Citations sur Féroces (124)
On ruine sa propre vie puis, très délicatement, on ruine la vie de ceux qui nous entourent.
On a tendance à vouloir aimer sa famille. En fait, on a même tendance à le faire.Même si l'on choisit de couper les liens avec tout ce qui avait été pour nous "chez nous", pour redéfinir l'espace dans lequel on vit, les émotions qui nous paraissent le plus naturelles, notre manière d'aimer, on reste hanté par un sentiment persistant de deuil et d'admiration à l'égard des êtres que l'on a connus en premier et le mieux. Même si on ne leur adresse plus jamais la parole, ils demeurent nos premiers et nos plus purs amours. Il y a, pour chacun de nous, une époque où ils signifiaient tout.
Parfois, cette époque dure toute notre vie. Elle est aussi éternelle que notre souffle. Elle ne s'altère ni ne meurt.
Parfois, elle prend fin à un âge très précoce. On n'y peut rien. Il arrive des choses.
Ce que j'achetai ce jour-là ne changea strictement rien, et j'ai passé ma vie entière à en parcourir, des kilomètres à pied, à chercher une chose ou une autre, la chose qui ferait la différence entre ce que j'étais et ce que je voudrais être. [...] Quelque chose qui viendrait apaiser la terrible beauté et l'inconsolable tristesse de la vie. Je ne l'ai jamais trouvé. Je ne cesserai jamais de le chercher.
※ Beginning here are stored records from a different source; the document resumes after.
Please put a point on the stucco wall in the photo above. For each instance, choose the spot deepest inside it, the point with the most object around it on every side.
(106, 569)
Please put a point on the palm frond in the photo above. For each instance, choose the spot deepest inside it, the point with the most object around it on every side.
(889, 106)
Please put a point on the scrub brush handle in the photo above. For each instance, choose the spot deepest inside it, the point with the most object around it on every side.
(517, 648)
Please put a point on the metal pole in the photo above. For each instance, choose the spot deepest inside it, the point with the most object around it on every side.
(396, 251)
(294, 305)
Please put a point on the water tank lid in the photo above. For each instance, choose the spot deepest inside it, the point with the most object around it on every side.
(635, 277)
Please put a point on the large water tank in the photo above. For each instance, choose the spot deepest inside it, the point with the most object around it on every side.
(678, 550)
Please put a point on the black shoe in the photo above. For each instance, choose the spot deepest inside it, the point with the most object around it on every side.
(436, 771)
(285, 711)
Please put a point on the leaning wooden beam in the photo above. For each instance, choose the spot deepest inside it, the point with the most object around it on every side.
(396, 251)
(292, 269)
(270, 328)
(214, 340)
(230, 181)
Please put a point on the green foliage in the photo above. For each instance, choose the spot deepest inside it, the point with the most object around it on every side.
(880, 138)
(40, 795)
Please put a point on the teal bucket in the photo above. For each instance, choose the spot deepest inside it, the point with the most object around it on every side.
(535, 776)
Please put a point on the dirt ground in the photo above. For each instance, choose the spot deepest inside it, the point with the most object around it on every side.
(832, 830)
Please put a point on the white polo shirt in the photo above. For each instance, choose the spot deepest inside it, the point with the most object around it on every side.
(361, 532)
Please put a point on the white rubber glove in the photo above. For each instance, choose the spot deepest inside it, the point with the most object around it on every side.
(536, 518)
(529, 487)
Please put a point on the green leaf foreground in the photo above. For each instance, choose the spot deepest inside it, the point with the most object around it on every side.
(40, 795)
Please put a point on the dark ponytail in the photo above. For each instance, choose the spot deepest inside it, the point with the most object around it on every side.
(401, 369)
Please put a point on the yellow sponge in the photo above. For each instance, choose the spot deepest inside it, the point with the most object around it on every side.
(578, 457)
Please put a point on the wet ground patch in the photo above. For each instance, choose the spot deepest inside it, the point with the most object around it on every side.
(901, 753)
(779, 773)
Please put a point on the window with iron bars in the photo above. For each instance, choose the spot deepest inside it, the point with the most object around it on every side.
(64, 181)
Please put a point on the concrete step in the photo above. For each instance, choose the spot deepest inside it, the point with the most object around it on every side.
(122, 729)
Je vois ma propre enfance comme une aventure qui serait arrivée à quelqu'un d'autre, que je ne reconnais pas, comme une simple série d'images mouvantes dans lesquelles je ne suis qu'une silhouette insignifiante.
On a tendance à ne pas vouloir faire de mal, au départ. Ni à soi-même ni aux autres. Tout ce que l'on veut, c'est donner de l'amour, et recevoir en retour le don de l'amour, offert sans raison et au-delà de nos mérites.
Un jour, j'ai entendu un vieux gars de la campagne dire : "je crois qu'on décide très tôt si on va être heureux dans la vie ou pas, et ensuite on s'y tient."
J'ai continué. J'ai fait semblant d'être un enfant. Je savais que je jouais la comédie, que je n'étais pas la personne que je montrais. Je bâtissais sans malice une fiction, afin de pouvoir apparaître tel que les autres enfants : poli, avenant et drôle. je savais que je n'étais rien de tout cela. Je sentais bien que je copiais ce visage souriant, que je n'étais qu'une imitation. J'étais un tricheur, une contrefaçon.
Mon père est mort parce qu'il buvait trop. Six ans auparavant, ma mère était morte parce qu'elle buvait trop. Il fut un temps où moi-même je buvais trop. Les chiens ne font pas des chats.
Après un dîner, lors duquel les femmes étaient vêtues de robes de taffetas ou de soie et portaient des boucles d'oreilles, des colliers et des bagues ingénieuses spécialement choisies pour l'occasion, ma mère faisait passer un plateau de digestifs assortis de verres minuscules : crème de menthe, triple sec, Drambuie, cognac et liqueur de cerise. Parfois elle confectionnait un pousse-café, ce qui impliquait d'empiler des couches d'alcools en fonction de leur densité, pour finir avec un arc-en-ciel vertical de six ou sept liqueurs. Elle était un peu la Marie Curie des digestifs.
Ensuite, nous nous asseyons sur la terrasse dans la tiédeur des soirs d'été, à boire du Coca dans des verres en aluminium coloré. Les glaçons fondaient en cinq minutes. A l'époque, le Coca avait un goût différent, il était meilleur, ou du moins paré d'une certaine intensité, sur la terrasse, dans ces verres roses, rubis ou turquoise, dans la pénombre embaumée par le parfum humide du caladium et du mimosa. Assis là, sur la balancelle, les adultes prenaient leur "dégraissant", expression typique de Virginie pour désigner ce que les gens normaux appellent un dernier verre. Ils buvaient des Tom Collins de cinq heures de l'après-midi jusqu'au coucher.